From the “Experiment” level down, new options are made available in the form of downloadable content icons located to the left of each entry. These icons allow collections of data to be marked for later retrieval, using a “shopping cart” metaphor familiar to anyone who has ever made an online purchase (Figure 1). A running tally of selected files and their cumulative sizes is summarized in the right hand menu column, along with estimated download times for various speeds of connectivity (Figure 2). Currently, a user could conceivably select more than 10 Terabytes of data, an amount impractical for most users to download or even store.

proteomics-bioinformatics-browsing-data-category

Figure 1: Browsing data by category. The icons to the left of each detail entry indicate that data are available and can be added to the user’s cart. The same icon with the plus sign indicates that data from entry along with all its children should be added.

proteomics-bioinformatics-file-transfer-times

Figure 2: Cart Status and Estimated File Transfer Times panel.

Once the user selects a set of data files to be retrieved, the “Download from your Cart” option can be selected from the side menu, taking them to a page that summarizes their cart contents in detail (Figure 3). From this page, individual items can be removed from the list, and entire classes of data can be enabled/disabled. This option is useful for deselecting data from a certain type of instrument, for example. The contents of the cart can then be transferred to the user’s computer using a combined streaming/caching mechanism, described below.

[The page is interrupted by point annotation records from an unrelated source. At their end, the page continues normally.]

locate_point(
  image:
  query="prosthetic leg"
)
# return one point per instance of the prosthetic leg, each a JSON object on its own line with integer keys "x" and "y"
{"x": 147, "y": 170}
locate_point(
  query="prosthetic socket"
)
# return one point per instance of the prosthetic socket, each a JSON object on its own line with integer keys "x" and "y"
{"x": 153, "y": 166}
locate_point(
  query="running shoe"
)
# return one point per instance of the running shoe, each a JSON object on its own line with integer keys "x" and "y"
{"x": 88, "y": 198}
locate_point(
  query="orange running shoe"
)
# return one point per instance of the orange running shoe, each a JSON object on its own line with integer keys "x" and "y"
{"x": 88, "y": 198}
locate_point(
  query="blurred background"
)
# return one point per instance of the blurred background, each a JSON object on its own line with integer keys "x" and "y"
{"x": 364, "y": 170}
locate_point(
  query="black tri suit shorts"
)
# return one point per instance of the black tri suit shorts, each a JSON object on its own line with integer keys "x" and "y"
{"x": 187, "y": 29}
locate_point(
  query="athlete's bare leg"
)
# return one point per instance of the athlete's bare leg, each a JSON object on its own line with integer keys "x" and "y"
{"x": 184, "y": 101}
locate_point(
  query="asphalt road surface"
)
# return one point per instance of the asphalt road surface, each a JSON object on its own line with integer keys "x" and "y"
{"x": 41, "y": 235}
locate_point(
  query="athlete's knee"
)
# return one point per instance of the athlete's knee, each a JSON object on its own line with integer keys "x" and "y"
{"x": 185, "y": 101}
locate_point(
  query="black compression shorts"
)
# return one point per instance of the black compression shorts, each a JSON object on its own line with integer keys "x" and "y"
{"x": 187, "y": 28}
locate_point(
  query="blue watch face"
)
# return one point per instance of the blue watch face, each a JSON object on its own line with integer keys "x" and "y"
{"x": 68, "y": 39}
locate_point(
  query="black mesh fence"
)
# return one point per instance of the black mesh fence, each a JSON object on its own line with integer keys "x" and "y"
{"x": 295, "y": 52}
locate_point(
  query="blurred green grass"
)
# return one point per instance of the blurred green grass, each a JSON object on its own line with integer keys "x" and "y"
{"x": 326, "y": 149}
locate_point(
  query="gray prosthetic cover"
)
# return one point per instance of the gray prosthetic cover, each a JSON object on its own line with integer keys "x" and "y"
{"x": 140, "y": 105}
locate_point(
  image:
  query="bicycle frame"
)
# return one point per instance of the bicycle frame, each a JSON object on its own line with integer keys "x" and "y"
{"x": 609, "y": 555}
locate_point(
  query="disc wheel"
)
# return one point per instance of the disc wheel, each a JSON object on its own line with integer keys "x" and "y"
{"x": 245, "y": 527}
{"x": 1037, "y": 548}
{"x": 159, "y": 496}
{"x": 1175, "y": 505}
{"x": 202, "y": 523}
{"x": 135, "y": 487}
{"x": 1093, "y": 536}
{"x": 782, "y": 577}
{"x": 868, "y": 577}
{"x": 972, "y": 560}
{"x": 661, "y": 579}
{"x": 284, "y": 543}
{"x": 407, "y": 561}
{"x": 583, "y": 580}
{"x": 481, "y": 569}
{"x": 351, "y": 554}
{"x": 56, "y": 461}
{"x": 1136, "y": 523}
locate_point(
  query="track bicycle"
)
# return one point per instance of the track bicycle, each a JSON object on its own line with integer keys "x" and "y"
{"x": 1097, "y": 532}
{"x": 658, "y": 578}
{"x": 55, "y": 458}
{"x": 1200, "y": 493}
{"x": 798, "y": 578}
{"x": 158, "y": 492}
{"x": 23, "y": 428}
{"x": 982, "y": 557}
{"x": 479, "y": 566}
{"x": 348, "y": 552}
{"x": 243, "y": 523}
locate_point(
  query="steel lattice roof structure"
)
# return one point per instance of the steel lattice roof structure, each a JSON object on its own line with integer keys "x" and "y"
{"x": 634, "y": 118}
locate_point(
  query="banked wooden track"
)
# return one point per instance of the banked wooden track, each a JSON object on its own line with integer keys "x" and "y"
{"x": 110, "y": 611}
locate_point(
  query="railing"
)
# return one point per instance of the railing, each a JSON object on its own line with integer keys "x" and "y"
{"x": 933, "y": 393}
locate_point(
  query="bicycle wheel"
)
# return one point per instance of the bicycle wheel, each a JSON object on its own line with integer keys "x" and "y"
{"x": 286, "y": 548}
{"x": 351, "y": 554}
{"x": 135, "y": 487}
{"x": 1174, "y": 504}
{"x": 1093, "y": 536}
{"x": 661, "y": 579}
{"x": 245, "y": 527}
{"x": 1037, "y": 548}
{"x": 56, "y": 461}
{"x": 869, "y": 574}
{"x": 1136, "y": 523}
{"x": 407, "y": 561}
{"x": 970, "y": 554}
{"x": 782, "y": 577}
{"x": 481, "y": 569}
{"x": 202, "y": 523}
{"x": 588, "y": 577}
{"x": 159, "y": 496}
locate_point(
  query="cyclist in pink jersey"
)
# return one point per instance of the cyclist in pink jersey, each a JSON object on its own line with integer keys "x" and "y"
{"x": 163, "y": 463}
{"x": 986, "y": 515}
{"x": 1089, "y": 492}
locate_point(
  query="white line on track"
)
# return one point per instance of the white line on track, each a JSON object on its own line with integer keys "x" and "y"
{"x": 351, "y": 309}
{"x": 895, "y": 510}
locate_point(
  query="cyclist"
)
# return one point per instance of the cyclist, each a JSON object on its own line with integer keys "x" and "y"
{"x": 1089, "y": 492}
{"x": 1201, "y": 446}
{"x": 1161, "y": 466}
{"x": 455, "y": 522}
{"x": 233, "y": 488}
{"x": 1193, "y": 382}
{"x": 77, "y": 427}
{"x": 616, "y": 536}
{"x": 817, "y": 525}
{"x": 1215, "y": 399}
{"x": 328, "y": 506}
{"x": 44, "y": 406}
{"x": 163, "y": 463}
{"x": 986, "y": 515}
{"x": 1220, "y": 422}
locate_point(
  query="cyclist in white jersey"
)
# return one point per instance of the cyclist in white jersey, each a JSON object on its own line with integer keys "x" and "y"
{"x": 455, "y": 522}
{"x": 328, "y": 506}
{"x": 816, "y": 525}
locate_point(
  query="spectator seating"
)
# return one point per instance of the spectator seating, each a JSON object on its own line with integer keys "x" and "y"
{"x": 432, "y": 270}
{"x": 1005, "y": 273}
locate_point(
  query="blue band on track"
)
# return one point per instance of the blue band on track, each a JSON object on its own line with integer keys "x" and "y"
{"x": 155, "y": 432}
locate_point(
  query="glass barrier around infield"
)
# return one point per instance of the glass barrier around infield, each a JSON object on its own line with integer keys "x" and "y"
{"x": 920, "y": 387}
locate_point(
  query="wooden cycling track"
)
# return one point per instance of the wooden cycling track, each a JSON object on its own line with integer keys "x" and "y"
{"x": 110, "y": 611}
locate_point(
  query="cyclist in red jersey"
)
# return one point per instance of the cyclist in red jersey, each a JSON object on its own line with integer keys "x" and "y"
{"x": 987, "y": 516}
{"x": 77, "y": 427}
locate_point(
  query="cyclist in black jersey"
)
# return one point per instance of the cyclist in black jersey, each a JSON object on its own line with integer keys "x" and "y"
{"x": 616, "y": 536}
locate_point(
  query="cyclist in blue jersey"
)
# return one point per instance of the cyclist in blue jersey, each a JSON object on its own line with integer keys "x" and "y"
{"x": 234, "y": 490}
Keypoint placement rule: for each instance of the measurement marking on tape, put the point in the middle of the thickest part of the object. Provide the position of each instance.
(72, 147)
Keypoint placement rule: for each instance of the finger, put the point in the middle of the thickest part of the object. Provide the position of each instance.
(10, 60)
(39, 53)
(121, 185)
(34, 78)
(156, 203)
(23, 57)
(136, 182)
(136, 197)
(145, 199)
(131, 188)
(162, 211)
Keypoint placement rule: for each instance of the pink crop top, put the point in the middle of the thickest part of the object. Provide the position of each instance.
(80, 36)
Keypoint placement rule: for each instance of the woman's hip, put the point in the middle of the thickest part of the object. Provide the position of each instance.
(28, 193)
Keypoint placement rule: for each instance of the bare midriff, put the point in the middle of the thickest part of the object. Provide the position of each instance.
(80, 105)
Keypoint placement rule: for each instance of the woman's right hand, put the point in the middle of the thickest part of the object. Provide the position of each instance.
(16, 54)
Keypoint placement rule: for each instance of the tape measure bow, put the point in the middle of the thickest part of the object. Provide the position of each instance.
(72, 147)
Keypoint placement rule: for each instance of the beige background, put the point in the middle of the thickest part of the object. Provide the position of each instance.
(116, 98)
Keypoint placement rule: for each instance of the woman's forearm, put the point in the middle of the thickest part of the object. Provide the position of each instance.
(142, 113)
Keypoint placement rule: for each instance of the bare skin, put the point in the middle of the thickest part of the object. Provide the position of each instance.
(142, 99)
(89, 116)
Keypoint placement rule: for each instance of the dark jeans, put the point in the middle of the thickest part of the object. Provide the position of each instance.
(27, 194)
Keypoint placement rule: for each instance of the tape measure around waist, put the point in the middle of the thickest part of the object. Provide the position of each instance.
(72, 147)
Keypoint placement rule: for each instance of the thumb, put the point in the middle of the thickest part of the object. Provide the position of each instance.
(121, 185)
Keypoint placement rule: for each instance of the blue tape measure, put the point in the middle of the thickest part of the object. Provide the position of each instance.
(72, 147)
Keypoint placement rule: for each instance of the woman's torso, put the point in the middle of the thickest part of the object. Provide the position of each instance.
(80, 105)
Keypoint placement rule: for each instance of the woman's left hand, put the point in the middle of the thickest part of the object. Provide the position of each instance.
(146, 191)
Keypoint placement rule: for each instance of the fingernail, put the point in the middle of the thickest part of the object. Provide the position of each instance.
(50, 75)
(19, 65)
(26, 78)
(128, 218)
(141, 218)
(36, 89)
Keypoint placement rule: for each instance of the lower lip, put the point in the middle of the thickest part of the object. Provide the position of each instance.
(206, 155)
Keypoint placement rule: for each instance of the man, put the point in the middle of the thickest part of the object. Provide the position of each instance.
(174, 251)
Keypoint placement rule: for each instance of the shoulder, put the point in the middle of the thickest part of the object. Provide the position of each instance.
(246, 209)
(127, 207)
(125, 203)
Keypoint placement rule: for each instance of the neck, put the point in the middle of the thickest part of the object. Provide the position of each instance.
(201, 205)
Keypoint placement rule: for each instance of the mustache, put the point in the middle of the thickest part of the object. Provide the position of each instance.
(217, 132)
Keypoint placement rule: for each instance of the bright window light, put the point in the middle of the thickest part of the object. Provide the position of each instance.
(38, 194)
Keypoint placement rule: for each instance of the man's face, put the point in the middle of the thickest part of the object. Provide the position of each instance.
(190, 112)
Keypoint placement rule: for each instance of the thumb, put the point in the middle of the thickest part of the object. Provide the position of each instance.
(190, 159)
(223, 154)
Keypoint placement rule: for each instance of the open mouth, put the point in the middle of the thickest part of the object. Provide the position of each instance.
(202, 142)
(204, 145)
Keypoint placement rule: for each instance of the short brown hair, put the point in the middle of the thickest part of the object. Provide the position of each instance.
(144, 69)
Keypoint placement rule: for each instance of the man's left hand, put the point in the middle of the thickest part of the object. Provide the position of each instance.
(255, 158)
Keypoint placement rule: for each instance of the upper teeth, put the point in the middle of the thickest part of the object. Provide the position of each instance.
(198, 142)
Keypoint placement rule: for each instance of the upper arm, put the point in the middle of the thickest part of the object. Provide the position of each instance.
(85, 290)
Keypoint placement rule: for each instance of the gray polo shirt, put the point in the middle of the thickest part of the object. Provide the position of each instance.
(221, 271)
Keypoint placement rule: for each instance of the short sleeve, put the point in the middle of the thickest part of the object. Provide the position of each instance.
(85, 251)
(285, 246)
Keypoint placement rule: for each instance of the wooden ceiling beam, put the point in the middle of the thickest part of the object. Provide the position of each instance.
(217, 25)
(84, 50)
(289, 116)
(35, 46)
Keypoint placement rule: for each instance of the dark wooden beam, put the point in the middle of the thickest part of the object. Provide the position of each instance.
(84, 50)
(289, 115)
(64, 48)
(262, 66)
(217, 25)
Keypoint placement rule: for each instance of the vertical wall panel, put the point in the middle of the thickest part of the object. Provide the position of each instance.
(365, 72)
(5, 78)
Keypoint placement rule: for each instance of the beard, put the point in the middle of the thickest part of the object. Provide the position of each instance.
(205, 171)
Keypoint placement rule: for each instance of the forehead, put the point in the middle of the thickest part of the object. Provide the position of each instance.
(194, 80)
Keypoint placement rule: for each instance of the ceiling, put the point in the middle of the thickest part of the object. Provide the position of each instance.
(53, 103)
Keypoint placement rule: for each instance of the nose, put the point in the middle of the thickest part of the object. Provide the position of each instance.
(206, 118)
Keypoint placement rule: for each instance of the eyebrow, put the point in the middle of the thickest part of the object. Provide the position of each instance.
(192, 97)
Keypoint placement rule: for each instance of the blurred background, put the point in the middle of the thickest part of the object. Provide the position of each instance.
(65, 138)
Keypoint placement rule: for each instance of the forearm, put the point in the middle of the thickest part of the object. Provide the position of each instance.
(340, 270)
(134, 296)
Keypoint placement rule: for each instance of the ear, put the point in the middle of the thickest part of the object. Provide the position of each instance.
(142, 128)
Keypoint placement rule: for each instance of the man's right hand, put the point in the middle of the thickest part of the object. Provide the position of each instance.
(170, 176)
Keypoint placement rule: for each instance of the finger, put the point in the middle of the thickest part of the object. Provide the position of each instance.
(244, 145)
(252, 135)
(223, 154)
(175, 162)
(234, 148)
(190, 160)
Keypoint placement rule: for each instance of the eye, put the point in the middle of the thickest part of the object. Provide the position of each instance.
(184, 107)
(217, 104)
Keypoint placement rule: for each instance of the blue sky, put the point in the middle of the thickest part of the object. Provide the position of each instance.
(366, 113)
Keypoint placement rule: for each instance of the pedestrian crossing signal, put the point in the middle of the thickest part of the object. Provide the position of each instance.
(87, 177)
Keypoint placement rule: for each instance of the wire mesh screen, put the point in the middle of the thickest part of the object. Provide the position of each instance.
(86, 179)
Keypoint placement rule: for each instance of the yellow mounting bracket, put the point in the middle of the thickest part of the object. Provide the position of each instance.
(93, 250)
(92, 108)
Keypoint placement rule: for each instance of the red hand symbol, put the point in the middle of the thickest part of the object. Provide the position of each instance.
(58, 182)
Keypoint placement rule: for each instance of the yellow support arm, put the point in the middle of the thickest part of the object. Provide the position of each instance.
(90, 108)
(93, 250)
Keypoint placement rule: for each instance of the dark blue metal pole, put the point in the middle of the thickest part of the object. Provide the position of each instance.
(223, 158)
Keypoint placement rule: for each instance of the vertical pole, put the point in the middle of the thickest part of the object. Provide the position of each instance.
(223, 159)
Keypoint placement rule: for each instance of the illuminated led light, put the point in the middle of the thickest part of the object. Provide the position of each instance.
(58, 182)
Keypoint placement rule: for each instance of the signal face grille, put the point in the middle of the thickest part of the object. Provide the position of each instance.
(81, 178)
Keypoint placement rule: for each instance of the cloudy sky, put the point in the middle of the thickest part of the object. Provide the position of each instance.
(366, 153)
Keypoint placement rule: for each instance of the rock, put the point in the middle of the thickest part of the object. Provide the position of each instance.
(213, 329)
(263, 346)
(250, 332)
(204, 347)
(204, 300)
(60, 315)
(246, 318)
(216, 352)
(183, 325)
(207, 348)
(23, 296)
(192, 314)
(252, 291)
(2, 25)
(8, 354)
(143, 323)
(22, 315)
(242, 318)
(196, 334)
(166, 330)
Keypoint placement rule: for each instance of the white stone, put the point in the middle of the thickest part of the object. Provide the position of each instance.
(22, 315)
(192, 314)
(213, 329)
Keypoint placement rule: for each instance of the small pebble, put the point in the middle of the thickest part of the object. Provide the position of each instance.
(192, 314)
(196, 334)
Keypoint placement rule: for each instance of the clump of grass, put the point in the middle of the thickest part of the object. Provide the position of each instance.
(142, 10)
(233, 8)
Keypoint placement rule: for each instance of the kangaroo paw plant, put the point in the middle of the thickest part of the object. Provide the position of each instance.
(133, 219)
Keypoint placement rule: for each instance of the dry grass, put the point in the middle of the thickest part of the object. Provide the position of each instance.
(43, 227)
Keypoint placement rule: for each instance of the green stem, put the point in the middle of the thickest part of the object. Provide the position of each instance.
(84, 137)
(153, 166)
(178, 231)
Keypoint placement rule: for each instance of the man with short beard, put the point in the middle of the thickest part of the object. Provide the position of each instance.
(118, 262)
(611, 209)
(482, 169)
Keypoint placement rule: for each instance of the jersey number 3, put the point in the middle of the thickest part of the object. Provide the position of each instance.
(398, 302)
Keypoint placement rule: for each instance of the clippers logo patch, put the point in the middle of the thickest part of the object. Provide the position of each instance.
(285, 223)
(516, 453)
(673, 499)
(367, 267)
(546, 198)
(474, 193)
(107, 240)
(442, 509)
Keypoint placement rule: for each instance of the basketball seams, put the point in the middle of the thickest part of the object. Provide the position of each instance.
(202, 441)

proteomics-bioinformatics-download-cart-management

Figure 3: Inset view of the Download Cart Management interface. From here, users can remove items from their cart, or disable an entire class of results.

Implementation details

The core component of the site is the metadata storage engine powered by a PostgreSQL database (PostgreSQL 8.1.3, http://www.postgresql.org/). This framework maintains all of the information necessary for the operation of the site, such as the locations of files in the archive storage hierarchy or the contents of a user’s data "shopping cart". When data are to be made available on the site, metadata for the entities involved is gathered up from an internal-only PRISM/DMS server and inserted into the Postgres database on the publicly accessible server that hosts the website. This server is connected to a multi-petabyte file archive system located in EMSL, the Environmental Molecular Sciences Laboratory at PNNL (http://www.emsl.pnl.gov/) via a 10Gbps Ethernet connection. Because all of our instrument and analysis data are stored in this archive system, no actual mass transfer of raw data needs to take place. The locations of the files can simply be referenced in the distribution site’s database and be served directly from the archive.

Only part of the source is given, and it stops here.